A 2020 Gay, Lesbian & Straight Education Network study released during the early part of the COVID- 19 pandemic also showed that Latinx students endured rampant anti-immigrant rhetoric. The study found that the added isolation and torment of being queer, trans or nonbinary added to their already-harsh experience.
But because schools have reverted to in-person schools since the pandemic, Ritzie-Hernandez wants to see even more recent reports that convey what students today need, given their return to “back to normal” schoolings.
Schools are in dire need of better cultural competency
Yes, it is on the schools to mitigate instances of violence and harassment, but what measures can institutions take to prevent these from happening in the first place?
Both Garcia and Ritzie-Hernandez note that a racially inclusive, LGBTQ curriculum is important, and perhaps even more so as such curriculum hangs in the balance in conservative states.
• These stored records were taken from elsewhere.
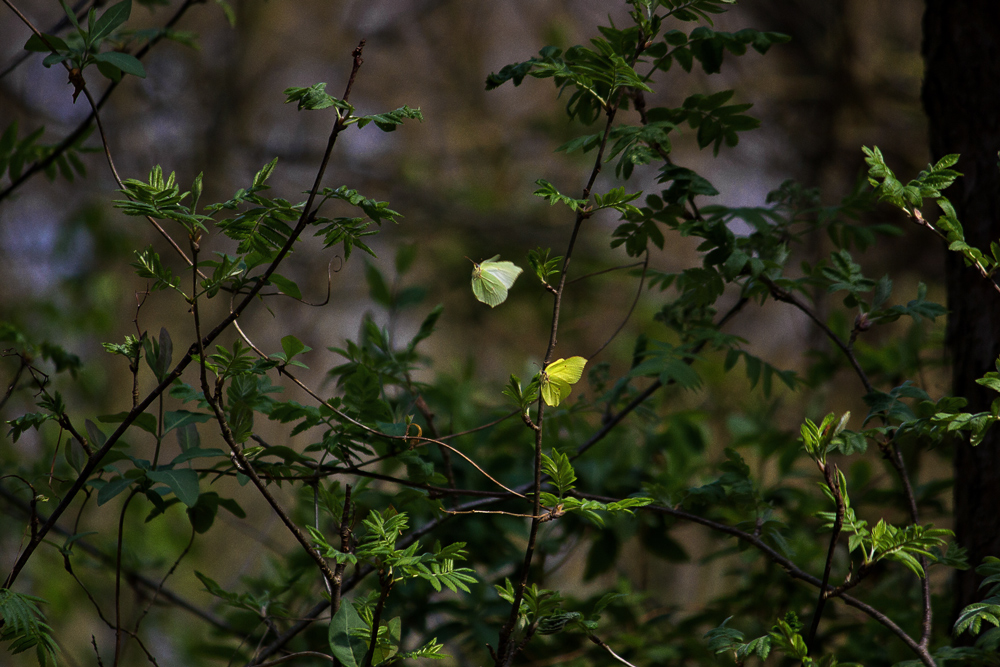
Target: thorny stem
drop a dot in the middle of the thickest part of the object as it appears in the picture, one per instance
(64, 145)
(118, 577)
(892, 452)
(94, 460)
(506, 648)
(214, 401)
(832, 482)
(345, 547)
(790, 567)
(387, 582)
(781, 294)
“It is so inhumane to implement “Don’t Say Gay” or “Don’t Say Trans” policies in school,” Garcia added, reflecting on her own wishes for when she was a student. “I really wished my school talked about transitions or gender expressions, because at that time I didn’t know anything. I was confused.”
Despite the failures of Norview High School to implement change following the multiple anti-trans and anti-Latinx harassment incidents, Garcia wants to reassure young trans Latinx students who are being bullied to not be discouraged and to continue to speak up. For her, making it through school is a priceless achievement above the tribulations along the way.
“If you can survive school, you can survive anything after that.”